In a short summary, almost every component of the system is decoupled with each
other and extensions could be easily plugged in.
### 4.4. Upstreaming Plan
[M3a] Core infrastructure of the PPL
* Instruction
* Trace
* Composite schedule
* Sampler
* Search policy
* Design space generator
[M3b] Host-side search infra
* Database
* Cost model
* Measure callback
[M3c] RPC-related search infra
* Measure input, build result, measure result
* Builder
* Runner
[M4a] Implementation of rules
* Various built-in composite schedules
* Various built-in mutators
* Various built-in postprocessors
* Automatic tensorization
[M4b] Relay integration
## 5. Drawbacks
We are not aware of any drawbacks of the proposed system.
## 6. Rationale and alternatives
The system is designed with the principle of minimalism: different from
alternative solutions, we do not require any change in existing codebase, or
extra APIs to learn. It could potentially lower the bar of using automation
systems.
Unifying manual scheduling, AutoTVM's semi automatic templates and
AutoScheduler's (Ansor's) fully automatic sketch generation provides flexible
way to balance injection new domain knowledge and automation.
Flexibility in customization allows quick try-out on new tasks, new strategies
and new hardware targets without deep knowledge of the system.
## 7. Prior art
**Tensor Expression (TE)** in TVM is a DSL that decouples compute and schedule,
which provides convenient ways to handcraft optimized kernels for different
hardware targets.
**TensorIR** is the latest generation of TVM’s low-level IR. Its capability of
eagerly applying schedule primitives opens the door for meta schedule, our
proposed new-generation auto scheduling system.
**AutoTVM** is the 1st generation automation framework in TVM, which requires
developers to implement per-operator scheduling templates, and the system could
handle the tuning process.
**AutoScheduler (Ansor)** is the 2nd generation automation framework in TVM,
whose built-in rules could automatically generate schedule templates for almost
all the operators on CPU, GPU, etc.
## 8. Unresolved questions
**Supporting Control Flow and Assertions**
Right now the meta schedule DSL does not support control flow.
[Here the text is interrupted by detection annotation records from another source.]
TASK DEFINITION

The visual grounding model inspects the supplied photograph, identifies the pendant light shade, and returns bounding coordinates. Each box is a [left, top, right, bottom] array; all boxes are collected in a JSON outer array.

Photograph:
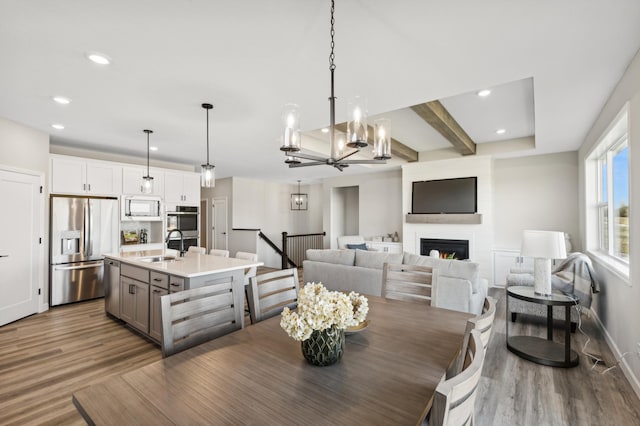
[[200, 104, 216, 188], [141, 129, 153, 194]]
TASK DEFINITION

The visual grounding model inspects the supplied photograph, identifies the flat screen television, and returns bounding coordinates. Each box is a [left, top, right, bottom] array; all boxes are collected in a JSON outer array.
[[411, 177, 478, 214]]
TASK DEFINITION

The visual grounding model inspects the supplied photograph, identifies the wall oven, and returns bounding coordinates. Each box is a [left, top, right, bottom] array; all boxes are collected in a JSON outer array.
[[167, 206, 200, 250]]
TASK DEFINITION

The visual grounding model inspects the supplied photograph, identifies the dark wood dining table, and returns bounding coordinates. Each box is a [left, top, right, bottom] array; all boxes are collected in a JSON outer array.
[[73, 296, 472, 425]]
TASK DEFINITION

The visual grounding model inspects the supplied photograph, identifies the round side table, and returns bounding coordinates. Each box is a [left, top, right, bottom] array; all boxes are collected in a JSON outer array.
[[506, 286, 579, 368]]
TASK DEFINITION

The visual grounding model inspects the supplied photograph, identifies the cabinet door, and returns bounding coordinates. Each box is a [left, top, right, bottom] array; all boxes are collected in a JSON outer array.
[[164, 172, 184, 204], [122, 167, 164, 198], [149, 286, 169, 342], [131, 281, 149, 334], [120, 277, 136, 324], [86, 163, 122, 195], [51, 158, 87, 194], [182, 173, 200, 206]]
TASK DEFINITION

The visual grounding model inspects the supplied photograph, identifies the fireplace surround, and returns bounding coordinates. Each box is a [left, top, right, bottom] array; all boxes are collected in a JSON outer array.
[[420, 238, 469, 260]]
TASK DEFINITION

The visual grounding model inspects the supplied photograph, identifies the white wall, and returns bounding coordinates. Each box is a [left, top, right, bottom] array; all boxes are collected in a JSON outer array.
[[402, 156, 494, 282], [0, 117, 49, 311], [579, 47, 640, 396], [322, 170, 403, 248], [493, 151, 581, 251]]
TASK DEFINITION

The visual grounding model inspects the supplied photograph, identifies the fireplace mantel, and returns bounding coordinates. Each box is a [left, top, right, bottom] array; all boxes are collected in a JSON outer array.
[[405, 213, 482, 225]]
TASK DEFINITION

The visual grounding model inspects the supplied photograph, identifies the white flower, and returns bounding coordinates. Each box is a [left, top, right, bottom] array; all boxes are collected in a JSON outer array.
[[280, 283, 369, 341]]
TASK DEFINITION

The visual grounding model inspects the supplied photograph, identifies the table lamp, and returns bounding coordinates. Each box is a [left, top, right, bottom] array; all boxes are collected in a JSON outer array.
[[520, 230, 567, 296]]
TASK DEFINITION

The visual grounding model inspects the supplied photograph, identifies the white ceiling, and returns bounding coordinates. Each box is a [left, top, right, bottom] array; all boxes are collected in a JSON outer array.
[[0, 0, 640, 182]]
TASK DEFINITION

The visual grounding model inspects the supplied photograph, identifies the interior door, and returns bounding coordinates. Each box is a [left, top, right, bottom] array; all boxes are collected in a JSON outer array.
[[213, 198, 228, 250], [0, 169, 44, 326]]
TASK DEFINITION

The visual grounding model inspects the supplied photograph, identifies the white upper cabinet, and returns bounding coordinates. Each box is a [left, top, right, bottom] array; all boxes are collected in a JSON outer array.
[[51, 157, 122, 195], [122, 167, 164, 197], [164, 172, 200, 206]]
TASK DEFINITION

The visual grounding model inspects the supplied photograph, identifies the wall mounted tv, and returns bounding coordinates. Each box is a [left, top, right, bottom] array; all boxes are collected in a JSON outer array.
[[411, 177, 478, 214]]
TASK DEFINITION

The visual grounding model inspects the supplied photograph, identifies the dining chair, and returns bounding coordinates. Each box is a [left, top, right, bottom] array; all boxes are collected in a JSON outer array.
[[249, 268, 299, 323], [447, 296, 496, 378], [236, 251, 258, 324], [187, 246, 207, 254], [430, 330, 485, 426], [382, 263, 437, 305], [160, 280, 242, 357], [209, 249, 229, 257]]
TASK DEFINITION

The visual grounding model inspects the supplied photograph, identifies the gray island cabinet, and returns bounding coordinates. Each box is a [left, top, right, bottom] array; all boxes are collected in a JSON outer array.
[[105, 250, 262, 342]]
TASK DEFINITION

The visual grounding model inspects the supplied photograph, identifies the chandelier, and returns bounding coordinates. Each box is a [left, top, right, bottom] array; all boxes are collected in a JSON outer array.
[[280, 0, 391, 171]]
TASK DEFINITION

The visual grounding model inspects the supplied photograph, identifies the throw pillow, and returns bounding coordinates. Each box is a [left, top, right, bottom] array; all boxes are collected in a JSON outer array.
[[347, 243, 367, 250]]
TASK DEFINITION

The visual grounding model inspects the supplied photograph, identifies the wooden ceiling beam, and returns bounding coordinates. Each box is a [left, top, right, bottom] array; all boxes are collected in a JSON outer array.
[[336, 123, 418, 163], [411, 101, 476, 155]]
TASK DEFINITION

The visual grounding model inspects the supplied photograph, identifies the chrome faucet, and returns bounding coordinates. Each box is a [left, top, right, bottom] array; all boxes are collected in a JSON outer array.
[[164, 229, 185, 257]]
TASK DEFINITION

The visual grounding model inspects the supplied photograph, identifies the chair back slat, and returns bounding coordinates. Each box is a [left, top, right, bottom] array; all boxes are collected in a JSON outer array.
[[160, 281, 243, 357], [382, 263, 437, 304], [429, 330, 485, 426], [249, 268, 299, 323]]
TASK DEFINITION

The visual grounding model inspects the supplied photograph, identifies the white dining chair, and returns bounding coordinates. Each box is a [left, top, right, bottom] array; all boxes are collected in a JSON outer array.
[[430, 330, 485, 426], [382, 263, 437, 305], [249, 268, 299, 323], [209, 249, 229, 257]]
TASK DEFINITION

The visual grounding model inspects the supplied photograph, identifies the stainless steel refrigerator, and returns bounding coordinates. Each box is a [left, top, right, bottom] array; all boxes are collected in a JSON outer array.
[[49, 195, 119, 306]]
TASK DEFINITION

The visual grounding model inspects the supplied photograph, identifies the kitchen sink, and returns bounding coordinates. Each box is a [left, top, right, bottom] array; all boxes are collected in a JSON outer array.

Although we
didn’t see any real-world use case right now, it is possible that it could
appear in some future workloads.
A real-world issue we could see is that sampling may lead to wrong schedules on
CUDA, e.g. the schedule results in a CUDA program that uses too much shared
memory, too many threads, etc. In this case, we need to halt the program
immediately. Therefore, introducing assertion may be helpful.
## 9. Future possibilities
**Unifying Manual Scheduling, AutoTVM and Ansor in TOPI**
Meta schedule provides an idiomatic approach to unify the three existing
scheduling APIs in TVM:
* Manual schedules are meta schedules without sampling instructions
* AutoTVM templates are meta schedules where knobs are replaced by sampling
instructions
* Each of Ansor’s search rules generates a snippet of a meta schedule
We further allow mixing different styles of scheduling and exploring the union
space, which could help dispatch to different implementations.